Schools in New Hampshire can hide child's gender identity from parents

State Supreme Court
Webp countwaymelissa

Countway | https://www.courts.nh.gov/

CONCORD, N.H. (Legal Newsline) - Childrearing is a fundamental right under the New Hampshire Constitution, but that doesn’t mean parents can make a constitutional case out of school regulations requiring teachers to hide a child’s gender identity from parents if the child so wishes, the state’s highest court ruled.

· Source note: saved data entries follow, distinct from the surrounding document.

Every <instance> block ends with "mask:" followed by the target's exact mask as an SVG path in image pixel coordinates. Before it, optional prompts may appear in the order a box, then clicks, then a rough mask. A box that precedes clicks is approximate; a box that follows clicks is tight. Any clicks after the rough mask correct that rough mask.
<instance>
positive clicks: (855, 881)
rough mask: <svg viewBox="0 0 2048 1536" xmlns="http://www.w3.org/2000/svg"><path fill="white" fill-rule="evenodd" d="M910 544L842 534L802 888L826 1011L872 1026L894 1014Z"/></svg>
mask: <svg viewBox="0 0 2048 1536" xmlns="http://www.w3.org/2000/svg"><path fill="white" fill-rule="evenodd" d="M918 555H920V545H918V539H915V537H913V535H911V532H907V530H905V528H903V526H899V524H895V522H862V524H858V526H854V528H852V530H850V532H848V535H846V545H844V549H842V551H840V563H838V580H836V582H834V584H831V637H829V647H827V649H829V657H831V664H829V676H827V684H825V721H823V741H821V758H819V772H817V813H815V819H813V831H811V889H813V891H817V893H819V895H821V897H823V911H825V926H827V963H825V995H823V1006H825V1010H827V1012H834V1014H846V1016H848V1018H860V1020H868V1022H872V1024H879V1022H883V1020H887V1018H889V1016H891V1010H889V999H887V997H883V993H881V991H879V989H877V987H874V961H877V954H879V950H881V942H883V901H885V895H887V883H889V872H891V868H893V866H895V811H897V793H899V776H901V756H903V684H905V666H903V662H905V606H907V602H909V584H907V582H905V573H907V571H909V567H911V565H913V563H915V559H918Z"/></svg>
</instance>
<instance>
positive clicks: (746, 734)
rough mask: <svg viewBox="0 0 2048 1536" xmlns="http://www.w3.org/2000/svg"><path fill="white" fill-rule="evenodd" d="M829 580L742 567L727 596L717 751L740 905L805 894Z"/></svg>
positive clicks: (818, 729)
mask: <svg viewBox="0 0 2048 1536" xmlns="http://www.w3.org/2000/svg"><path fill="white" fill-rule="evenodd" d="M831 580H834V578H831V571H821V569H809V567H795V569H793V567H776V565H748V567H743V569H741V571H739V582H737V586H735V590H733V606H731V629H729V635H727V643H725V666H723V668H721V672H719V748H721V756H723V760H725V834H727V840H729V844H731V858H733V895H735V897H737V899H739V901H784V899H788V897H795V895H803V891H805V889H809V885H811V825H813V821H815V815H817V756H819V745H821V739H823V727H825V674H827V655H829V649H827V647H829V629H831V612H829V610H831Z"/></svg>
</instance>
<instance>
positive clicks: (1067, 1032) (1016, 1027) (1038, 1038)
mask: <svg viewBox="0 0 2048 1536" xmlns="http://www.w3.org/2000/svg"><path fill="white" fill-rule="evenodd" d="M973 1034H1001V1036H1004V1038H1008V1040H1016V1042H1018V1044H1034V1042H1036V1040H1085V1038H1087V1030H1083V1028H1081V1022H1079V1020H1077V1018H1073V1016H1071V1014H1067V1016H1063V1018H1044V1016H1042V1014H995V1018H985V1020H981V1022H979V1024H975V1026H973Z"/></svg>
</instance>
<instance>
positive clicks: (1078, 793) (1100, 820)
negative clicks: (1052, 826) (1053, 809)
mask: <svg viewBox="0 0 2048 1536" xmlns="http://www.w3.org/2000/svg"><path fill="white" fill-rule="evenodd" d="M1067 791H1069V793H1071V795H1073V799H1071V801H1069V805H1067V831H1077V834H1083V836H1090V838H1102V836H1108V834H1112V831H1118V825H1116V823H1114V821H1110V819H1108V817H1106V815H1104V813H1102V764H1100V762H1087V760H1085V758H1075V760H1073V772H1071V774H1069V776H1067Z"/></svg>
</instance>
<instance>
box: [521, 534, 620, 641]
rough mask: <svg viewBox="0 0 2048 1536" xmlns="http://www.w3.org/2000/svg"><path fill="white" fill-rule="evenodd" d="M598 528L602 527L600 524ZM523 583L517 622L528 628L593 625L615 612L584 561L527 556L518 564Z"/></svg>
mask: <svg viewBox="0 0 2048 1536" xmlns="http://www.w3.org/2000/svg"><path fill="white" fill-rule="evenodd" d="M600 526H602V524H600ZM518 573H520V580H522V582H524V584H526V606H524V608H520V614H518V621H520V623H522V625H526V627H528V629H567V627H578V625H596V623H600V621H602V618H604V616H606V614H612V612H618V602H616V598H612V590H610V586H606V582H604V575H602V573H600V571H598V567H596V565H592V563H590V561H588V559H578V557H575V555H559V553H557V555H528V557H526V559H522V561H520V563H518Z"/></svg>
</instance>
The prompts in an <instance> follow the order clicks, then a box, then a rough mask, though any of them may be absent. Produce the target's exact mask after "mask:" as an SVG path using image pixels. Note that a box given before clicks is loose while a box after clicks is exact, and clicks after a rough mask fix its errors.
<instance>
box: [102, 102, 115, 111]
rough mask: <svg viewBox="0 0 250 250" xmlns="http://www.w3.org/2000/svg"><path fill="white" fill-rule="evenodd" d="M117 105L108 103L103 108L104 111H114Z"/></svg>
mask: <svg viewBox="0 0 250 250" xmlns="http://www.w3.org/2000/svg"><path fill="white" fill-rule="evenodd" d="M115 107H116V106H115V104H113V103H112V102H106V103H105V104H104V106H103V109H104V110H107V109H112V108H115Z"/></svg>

Article Two of the state constitution guarantees “certain natural, essential, and inherent rights,” and parenting and childrearing are among them, the New Hampshire Supreme Court ruled. But that right is limited to measures that severely interfere with childrearing, such as granting custody to another person. 

The mere presence of a school regulation allowing children to select their own gender identity, without the knowledge of their parents, doesn’t rise to that same level, the court ruled in an Aug. 30 opinion by Chief Justice Gordon MacDonald.

The decision drew a dissent from Justice Melissa Countway, who said the policy “on its face, interferes with a parent’s fundamental right to parent.”

“Because accurate information in response to parents’ inquiries about a child’s expressed gender identity is imperative to the parents’ ability to assist and guide their child, I conclude that a school’s withholding of such information implicates the parents’ fundamental right to raise and care for the child,” the justice wrote.

The Manchester School District, like many, adopted a policy in 2021 prohibiting teachers and administrators from disclosing information about a student’s “transgender status or gender nonconforming presentation” to parents without the child’s consent.

A parent identified as Jane Doe then sued school district after she learned, “through an inadvertent disclosure by a teacher,” that her minor child had asked students and teachers use “a name typically associated with a different gender.” The child ultimately volunteered the same information to the parent, but the school principal asserted the policy did prohibit disclosure without the child’s consent.

A trial court dismissed the parent’s lawsuit, ruling the policy didn’t affect the parent’s fundamental rights. The plaintiff appealed, but the New Hampshire Supreme Court refused to reverse.

On appeal, the plaintiff argued any policy implicating parental rights should trigger strict scrutiny, under which the court asks whether the same governmental policy could be achieved in less restrictive ways. But the Supreme Court said the policy didn’t rise to that level of scrutiny.

“By its terms, the Policy does not directly implicate a parent’s ability to raise and care for his or her child,” the court ruled. “We cannot conclude that any interference with parental rights which may result from non-disclosure is of constitutional dimension.”

The plaintiff was represented by Lehmann Major List, while Manchester was represented by Drummond Woodsum & MacMahon. The case drew amicus briefs from the American Civil Liberties Union, the American medical Association, New Hampshire Pediatric Society, the New Hampshire Council of Churches and other groups.